Leepa valley’s Rishiyan Gali in 1948, could not return, so far.

It is not so easy to take the body up to the road. It needs people, shoulders, ropes, raw courage and defying logic.

In Karnah valley, Tangdar is the only place where it snows. Move ahead towards Tulail and the LoC, it does not snow at all. It is part of a different climate.

Though the political division has divided families and severed the relations, still the two sides are strongly connected with each other. Source of water to most of the villages in the region is still on the other side of the LoC.

“Every year, farmers collect money, put it in a handkerchief and throw it to the other side so that water for irrigation continues to their fields,” said Qazi.

In fact, the repairs of these irrigation streams is being carried out by PaK residents who then charge the residents of Dahni Sadpora in Karnah, a practice in vogue for the last 60 years. Villages like Seemari live on both sides of the LoC and are little garrisons in their own way.

Various off-track hamlets living very close to the LoC, live between the LoC and fence and are gated. Every time, they get in or move out, they have to prove their identity.

Now the belt is completely a frontier.
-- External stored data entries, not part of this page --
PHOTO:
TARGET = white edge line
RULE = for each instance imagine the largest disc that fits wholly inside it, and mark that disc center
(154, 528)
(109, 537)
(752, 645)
The ubiquitous military fatigues tell the larger reality of Karnah, where the major employment comes from the army that hires residents as potters.

“Most of the people here work as labourers,” said Qazi Abdul Hameed, retired principal of government higher secondary school. “But for most of the winter, the labour force remains idle that impacts their income.”

The region is quite acidic to the politics. It ensured the defeat of Kafeel-ur-Rehman, a teacher turned NC politician, who remained the local representative from the region since 1996, and sent PDP’s Raja Manzoor to the assembly.

“This man (Raja) and his party promised us change in 2014 elections but ended up following the footsteps of his predecessors,” said a local firebrand cleric. “For us, even the water of his home is Haraam—till he delivers on his promise.” Locals threaten even boycotting elections if the government did not deliver on the tunnel project.

Lack of access for most of winter forces shortage on the local small market. Life during winters is expensive as rates of vegetables sky-rocket. Petrol costs Rs 85, a litre, in Tangdar.

Almost every sphere is impacted by the lack of access, residents insist. Karnah has a college but quite a few subjects are being taught. “Teachers apart, we even do not have a sweeper, a laboratory assistant or even a library,” Imran Ahmad, a student alleged.

The local 30-beded Sub-District Hospital is unable to manage a section of the patients who have no option but to move to Srinagar.

The doctors, local say, are insufficient to cater to the requirements of the vast locality. Against 27 sanctioned posts of doctors, only six are working and eight sanctioned posts of medical officers, only four officers are present in the hospital. There is no gynecologist or a pediatrician.

The hospital gets 300 patients in its OPD daily. “When it comes to driving to Srinagar, the option is to choose between the two: either to die in Karnah or on the road,” Ahmed added.